Reputation: 1982
Imagine, We have an Entity School
and this entity has a one to many relationship with Student
entity. In other words, there is a collection of Student
s attached to a given School
If we are to replace the entire Student
collection via a single API call,
API_URL/school/:school_id/students
which is the best Rest method to go along with. I think PUT
is only used on an Entity not on a Collection. Hence, available options would be to use either PATCH
or POST
Upvotes: 5
Views: 4954
Reputation: 26129
For updating the entire resource use PUT, for partial update use PATCH.
PATCH API_URL/school/:school_id {students: [...]}
PUT API_URL/school/:school_id/students [...]
PATCH API_URL/school/:school_id/students {add: [...], remove: [...]}
And don't confuse web services in the presentation layer with ORMs in the data access layer.
Upvotes: 0
Reputation: 11
I'm facing same issue. My teammates hate none resource nouns in the path. So in order to pass the API design review and to distinct an operation on whole collection from one on a single resource, I go one level up to the school.
GET /schools/1234
{ "schoolMetadat": "xxxx", "students": [] }
And PATCH on the students property. An update to a property is always replacement.
Upvotes: 1
Reputation: 57239
I think PUT is only used on an Entity not on a Collection
No - PUT is used on a resource, not on an entity or collection.
The PUT method requests that the state of the target resource be created or replaced with the state defined by the representation enclosed in the request message payload.
The changes that happen to the entities in your domain are a side effect of the manipulation of REST resources. See Jim Webber's talk REST: DDD in the Large.
If your message body is a replacement representation for the resource, then either POST or PUT is the appropriate method to use
If your message body is a patch document, then you should use POST or PATCH.

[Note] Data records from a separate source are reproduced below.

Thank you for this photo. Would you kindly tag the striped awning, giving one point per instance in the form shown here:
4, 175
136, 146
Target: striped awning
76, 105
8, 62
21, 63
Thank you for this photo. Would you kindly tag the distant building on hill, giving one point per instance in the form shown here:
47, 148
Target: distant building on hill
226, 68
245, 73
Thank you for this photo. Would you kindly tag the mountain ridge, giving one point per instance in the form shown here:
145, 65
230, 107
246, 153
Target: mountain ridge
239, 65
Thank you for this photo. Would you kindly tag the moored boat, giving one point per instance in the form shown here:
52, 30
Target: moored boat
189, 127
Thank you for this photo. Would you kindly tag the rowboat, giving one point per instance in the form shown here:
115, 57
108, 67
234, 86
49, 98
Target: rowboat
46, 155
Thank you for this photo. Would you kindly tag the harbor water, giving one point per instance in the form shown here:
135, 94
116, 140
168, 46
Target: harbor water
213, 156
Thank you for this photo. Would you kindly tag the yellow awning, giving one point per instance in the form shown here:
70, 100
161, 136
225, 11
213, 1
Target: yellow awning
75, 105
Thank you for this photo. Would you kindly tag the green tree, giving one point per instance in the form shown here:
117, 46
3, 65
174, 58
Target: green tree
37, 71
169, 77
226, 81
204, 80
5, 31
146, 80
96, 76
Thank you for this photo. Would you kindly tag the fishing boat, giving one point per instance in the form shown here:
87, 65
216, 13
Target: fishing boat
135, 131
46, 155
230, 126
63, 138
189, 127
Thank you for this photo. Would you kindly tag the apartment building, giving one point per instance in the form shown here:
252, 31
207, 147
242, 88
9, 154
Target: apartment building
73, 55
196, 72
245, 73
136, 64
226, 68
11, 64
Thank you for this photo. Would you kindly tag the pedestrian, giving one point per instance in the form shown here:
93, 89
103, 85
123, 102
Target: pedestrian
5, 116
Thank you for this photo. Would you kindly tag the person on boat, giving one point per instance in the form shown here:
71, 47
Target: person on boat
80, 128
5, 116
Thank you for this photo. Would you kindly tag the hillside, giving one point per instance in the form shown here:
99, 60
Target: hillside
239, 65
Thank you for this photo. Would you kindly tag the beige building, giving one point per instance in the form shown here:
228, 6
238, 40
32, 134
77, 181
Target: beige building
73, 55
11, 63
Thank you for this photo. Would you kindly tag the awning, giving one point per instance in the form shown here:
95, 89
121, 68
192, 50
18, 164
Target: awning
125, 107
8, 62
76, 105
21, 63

If you are concerned that POST would be overloaded, then create a new resource in your design to manage this part of your integration protocol.
Again, heed Jim Webber:
URIs do NOT map onto domain objects - that violates encapsulation. Work (ex: issuing commands to the domain model) is a side effect of managing resources. In other words, the resources are part of the anti-corruption layer. You should expect to have many many more resources in your integration domain than you do business objects in your business domain.